The potential with this is extensive, and this is just a VERY tiny step. E.g., the underlying thing could work across many projects whether or not they are running, and of course it would also be extremely useful to search only within a specific file (like this chat). Also, this provides the foundation to make it so when interacting with ChatGPT it can be aware of content across your files and in relevant technical documentation (e.g., sagemath docs from now instead of 2021).
Technical Architectural Remarks
The basic thing seems to work fine, and the design I finally came up with (after numerous painful iterations this week!) uses git and sync like trickery to I think be very efficient and robust, and the expense of an$\varepsilon$ chance of a wrong answer (which hardly matters for search).
In admin settings there is a new box:
When this is "no", everything is disabled, including any backend api's and frontend UI. When set to "yes", a person can put in the address and api key of a qdrant server, e.g., from https://cloud.qdrant.io/ or run their own, and then they automatically get neural network search working. This involves three tables:
Yes, this is all available in cocalc-docker.

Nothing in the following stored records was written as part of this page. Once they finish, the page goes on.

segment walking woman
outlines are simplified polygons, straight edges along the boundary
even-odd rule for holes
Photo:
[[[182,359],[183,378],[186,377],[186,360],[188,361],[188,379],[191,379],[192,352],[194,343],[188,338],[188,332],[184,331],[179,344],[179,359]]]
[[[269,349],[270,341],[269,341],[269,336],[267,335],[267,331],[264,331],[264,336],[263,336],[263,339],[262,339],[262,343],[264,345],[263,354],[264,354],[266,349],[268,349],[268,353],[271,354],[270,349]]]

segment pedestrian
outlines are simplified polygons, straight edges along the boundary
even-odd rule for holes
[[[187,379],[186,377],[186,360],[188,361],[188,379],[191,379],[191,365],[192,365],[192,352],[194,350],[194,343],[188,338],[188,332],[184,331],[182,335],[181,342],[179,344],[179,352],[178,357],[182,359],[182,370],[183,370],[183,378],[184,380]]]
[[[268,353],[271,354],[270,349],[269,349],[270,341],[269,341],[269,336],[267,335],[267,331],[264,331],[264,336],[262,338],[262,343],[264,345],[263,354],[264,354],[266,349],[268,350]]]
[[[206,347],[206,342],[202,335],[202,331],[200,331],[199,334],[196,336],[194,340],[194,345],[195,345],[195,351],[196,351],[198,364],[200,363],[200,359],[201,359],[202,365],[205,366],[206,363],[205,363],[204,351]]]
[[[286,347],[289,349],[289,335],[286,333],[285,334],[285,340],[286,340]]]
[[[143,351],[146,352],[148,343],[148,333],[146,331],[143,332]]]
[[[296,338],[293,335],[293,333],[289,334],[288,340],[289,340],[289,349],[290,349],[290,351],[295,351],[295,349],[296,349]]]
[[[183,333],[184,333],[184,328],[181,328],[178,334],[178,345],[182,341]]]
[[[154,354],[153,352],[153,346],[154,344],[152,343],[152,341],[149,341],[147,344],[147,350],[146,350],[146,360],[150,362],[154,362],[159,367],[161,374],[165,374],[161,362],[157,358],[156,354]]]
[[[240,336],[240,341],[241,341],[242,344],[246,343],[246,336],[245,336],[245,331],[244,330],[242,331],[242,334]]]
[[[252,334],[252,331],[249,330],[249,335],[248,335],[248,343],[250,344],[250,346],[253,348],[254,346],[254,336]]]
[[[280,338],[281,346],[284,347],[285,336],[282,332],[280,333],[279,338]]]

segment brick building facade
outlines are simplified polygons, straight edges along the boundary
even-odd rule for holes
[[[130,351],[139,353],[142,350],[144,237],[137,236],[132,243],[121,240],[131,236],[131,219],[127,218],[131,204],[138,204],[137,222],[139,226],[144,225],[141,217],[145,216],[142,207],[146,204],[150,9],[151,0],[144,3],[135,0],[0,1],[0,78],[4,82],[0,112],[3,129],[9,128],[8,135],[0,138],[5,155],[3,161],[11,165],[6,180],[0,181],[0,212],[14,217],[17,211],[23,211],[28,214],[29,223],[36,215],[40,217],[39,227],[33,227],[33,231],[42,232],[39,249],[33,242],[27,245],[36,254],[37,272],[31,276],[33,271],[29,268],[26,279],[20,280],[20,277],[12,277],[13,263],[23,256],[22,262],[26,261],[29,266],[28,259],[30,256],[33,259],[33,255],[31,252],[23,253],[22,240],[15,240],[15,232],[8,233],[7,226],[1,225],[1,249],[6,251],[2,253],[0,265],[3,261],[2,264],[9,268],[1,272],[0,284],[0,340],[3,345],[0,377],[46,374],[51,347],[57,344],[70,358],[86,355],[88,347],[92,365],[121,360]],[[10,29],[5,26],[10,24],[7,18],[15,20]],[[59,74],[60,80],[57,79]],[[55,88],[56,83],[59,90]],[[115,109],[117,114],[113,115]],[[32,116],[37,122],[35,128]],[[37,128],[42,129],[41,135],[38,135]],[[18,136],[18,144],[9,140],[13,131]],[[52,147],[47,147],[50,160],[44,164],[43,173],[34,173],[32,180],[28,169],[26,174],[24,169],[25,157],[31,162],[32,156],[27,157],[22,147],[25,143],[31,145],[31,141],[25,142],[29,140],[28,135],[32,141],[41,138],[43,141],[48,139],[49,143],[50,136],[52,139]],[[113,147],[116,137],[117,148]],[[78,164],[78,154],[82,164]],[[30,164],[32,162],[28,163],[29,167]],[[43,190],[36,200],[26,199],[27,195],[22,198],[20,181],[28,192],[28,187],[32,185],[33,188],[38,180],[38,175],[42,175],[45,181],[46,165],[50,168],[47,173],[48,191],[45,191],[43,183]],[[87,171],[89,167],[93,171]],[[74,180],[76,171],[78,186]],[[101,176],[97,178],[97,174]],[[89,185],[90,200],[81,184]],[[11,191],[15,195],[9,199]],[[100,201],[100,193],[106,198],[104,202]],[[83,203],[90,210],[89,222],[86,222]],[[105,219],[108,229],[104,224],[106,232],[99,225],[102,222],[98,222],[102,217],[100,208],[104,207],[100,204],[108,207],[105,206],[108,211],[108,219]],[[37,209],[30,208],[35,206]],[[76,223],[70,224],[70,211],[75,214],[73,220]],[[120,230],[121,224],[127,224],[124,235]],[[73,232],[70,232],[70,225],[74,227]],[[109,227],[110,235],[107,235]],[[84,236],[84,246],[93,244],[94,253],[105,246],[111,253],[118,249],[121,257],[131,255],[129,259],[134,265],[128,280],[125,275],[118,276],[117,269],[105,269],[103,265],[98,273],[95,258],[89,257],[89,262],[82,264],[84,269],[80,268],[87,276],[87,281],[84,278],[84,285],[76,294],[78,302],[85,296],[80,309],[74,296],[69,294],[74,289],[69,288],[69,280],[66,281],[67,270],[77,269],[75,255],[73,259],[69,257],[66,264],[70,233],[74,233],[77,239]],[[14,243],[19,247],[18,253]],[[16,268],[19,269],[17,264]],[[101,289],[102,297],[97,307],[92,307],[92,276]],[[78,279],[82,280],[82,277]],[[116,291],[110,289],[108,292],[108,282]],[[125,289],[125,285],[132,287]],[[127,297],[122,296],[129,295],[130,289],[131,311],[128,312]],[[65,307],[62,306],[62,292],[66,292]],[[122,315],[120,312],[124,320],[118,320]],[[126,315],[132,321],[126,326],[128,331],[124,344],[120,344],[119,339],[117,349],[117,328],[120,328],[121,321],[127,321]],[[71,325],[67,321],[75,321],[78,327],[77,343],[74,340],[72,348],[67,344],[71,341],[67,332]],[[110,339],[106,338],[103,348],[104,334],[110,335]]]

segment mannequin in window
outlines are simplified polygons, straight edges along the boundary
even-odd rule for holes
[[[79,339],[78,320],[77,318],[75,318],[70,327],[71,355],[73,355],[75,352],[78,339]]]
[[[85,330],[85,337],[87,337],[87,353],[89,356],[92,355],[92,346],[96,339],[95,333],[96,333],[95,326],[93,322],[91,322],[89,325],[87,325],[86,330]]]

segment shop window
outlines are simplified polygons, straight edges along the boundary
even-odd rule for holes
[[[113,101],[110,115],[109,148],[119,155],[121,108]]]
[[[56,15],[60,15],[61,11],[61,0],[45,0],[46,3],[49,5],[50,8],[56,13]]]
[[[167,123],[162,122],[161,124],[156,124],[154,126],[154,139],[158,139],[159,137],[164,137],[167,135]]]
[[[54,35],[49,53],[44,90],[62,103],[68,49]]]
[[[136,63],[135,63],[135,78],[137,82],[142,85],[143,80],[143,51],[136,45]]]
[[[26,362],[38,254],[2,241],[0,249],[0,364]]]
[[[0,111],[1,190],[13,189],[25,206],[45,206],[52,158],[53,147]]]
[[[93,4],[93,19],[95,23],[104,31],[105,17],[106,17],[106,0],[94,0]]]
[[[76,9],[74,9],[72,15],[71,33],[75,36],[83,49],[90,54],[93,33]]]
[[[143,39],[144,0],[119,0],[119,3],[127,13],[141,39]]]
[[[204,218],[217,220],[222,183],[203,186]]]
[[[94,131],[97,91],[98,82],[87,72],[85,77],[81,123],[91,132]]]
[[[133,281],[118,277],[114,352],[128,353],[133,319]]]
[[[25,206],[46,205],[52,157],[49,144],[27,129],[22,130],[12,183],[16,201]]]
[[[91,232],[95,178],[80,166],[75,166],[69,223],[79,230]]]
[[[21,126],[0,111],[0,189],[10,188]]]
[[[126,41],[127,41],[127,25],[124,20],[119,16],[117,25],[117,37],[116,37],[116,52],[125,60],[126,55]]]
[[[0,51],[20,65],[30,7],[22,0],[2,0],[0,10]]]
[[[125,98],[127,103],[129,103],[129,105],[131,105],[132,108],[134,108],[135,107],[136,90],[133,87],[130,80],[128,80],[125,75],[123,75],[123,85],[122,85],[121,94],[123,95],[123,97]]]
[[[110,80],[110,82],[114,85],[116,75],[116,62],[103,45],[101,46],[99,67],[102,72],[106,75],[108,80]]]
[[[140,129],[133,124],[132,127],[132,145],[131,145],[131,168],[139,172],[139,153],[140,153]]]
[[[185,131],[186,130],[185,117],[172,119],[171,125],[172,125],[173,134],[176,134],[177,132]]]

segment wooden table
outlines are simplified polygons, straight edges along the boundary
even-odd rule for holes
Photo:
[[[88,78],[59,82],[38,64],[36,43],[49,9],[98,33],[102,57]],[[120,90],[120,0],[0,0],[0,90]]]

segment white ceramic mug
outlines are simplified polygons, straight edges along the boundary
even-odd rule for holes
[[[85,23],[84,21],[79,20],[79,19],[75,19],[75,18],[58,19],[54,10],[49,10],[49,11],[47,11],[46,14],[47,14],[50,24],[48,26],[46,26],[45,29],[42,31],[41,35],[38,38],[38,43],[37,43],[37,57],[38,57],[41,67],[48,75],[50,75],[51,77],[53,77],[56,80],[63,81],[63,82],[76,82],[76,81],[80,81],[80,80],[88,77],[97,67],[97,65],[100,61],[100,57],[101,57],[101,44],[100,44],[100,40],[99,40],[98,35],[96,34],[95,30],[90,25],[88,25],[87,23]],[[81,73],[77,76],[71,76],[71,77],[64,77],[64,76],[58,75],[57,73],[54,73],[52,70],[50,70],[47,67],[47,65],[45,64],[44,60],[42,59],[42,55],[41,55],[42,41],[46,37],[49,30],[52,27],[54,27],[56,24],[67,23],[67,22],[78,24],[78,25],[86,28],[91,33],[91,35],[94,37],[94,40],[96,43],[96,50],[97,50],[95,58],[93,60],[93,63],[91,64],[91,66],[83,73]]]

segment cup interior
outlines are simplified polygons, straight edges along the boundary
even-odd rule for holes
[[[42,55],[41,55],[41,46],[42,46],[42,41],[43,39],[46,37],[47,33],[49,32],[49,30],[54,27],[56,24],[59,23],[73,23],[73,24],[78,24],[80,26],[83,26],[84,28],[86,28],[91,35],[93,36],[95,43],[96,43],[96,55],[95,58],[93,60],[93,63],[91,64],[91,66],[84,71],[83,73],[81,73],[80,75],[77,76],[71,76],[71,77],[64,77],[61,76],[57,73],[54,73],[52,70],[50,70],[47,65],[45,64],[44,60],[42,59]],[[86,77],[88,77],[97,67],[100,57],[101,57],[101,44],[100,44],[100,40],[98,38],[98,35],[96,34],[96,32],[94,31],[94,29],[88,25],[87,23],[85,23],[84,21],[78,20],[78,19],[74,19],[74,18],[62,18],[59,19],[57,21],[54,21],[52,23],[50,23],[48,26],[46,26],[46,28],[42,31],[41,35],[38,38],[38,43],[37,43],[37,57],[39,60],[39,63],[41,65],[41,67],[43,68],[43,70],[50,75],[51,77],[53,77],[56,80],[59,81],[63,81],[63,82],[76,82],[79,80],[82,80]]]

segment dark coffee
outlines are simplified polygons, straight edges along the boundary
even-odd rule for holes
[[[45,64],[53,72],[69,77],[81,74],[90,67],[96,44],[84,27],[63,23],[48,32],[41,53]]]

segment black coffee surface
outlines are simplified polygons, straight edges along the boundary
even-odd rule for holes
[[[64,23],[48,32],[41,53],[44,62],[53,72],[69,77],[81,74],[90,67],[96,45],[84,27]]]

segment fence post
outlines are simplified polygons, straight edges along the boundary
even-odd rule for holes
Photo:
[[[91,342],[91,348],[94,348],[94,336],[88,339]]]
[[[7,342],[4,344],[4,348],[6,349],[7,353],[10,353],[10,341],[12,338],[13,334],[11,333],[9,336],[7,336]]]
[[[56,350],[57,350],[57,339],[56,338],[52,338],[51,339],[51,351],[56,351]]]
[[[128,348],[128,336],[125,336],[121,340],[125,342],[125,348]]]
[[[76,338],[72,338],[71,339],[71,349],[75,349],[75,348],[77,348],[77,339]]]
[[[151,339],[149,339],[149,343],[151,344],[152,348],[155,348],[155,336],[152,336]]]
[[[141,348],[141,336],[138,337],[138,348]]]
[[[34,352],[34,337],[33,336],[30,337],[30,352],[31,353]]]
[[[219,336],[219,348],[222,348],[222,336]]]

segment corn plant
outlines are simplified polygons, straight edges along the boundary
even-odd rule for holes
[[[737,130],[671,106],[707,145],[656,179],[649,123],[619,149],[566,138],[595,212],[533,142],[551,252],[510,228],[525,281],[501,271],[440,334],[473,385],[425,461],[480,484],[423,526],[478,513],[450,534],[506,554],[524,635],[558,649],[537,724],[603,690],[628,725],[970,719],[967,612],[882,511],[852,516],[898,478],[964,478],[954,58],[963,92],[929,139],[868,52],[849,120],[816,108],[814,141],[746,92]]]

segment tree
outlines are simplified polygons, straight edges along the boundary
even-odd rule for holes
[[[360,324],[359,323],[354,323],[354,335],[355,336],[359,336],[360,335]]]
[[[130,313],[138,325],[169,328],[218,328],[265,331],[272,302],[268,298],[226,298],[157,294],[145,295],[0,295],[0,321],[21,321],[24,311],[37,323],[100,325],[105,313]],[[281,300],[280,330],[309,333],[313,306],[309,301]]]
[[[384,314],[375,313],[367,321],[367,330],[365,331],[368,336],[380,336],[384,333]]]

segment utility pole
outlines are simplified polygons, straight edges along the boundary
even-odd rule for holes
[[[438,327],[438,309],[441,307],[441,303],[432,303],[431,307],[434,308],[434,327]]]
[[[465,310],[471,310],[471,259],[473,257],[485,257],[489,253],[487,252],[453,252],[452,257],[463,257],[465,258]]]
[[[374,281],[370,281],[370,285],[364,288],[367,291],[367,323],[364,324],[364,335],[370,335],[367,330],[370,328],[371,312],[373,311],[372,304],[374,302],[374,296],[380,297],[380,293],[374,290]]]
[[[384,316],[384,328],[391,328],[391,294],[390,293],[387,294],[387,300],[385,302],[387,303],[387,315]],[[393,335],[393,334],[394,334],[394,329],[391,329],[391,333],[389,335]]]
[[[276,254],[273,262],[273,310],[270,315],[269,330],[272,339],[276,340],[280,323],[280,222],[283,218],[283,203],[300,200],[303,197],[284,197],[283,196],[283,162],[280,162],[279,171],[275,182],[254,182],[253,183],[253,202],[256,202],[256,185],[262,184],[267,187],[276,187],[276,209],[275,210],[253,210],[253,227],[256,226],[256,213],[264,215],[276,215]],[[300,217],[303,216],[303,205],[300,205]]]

The "robust" part of the design is that if you delete any data from any subset of the above tables, things will just keep humming along fine - there's no dependence. Delete some of the cache and we just pay more (and things are a little slower), delete some of the vector database, and you'll just get less search results. This is very different than my original design, which tightly couple qdrant and postgres, in such a way that it was very easy for one to break the other.
The data model for qdrant uses a lot of techniques to ensure security and limited data access (similar to what we do with postgresql), which is fairly easy to do with qdrant, but NOT with more basic vector databases. It also, wouldn't have worked with qdrant back in Nov 2022, since they have improved a lot recently.
The final piece in this whole puzzle is that for cocalc.com, we run qdrant itself in our Kubernetes cluster, and have regular snapshots that we backup. Qdrant's design is very much NOT a pig -- it's written in tight memory efficient Rust, and uses quantization to massively reduce the space used to store vectors, so I think it'll scale pretty well for us.
There's also the potential of providing this vector search capability via our api on a "pay for what you use" basis, and that could be of interest as its own product, since I developed a way to have a large number of independent organized vector databases that are "multi-tenant", so the cost is excellent per user. It's something to explore for "cocalc.ai", since it could be useful for to sell for a lot of people. It's actually already available (for free), and just not documented.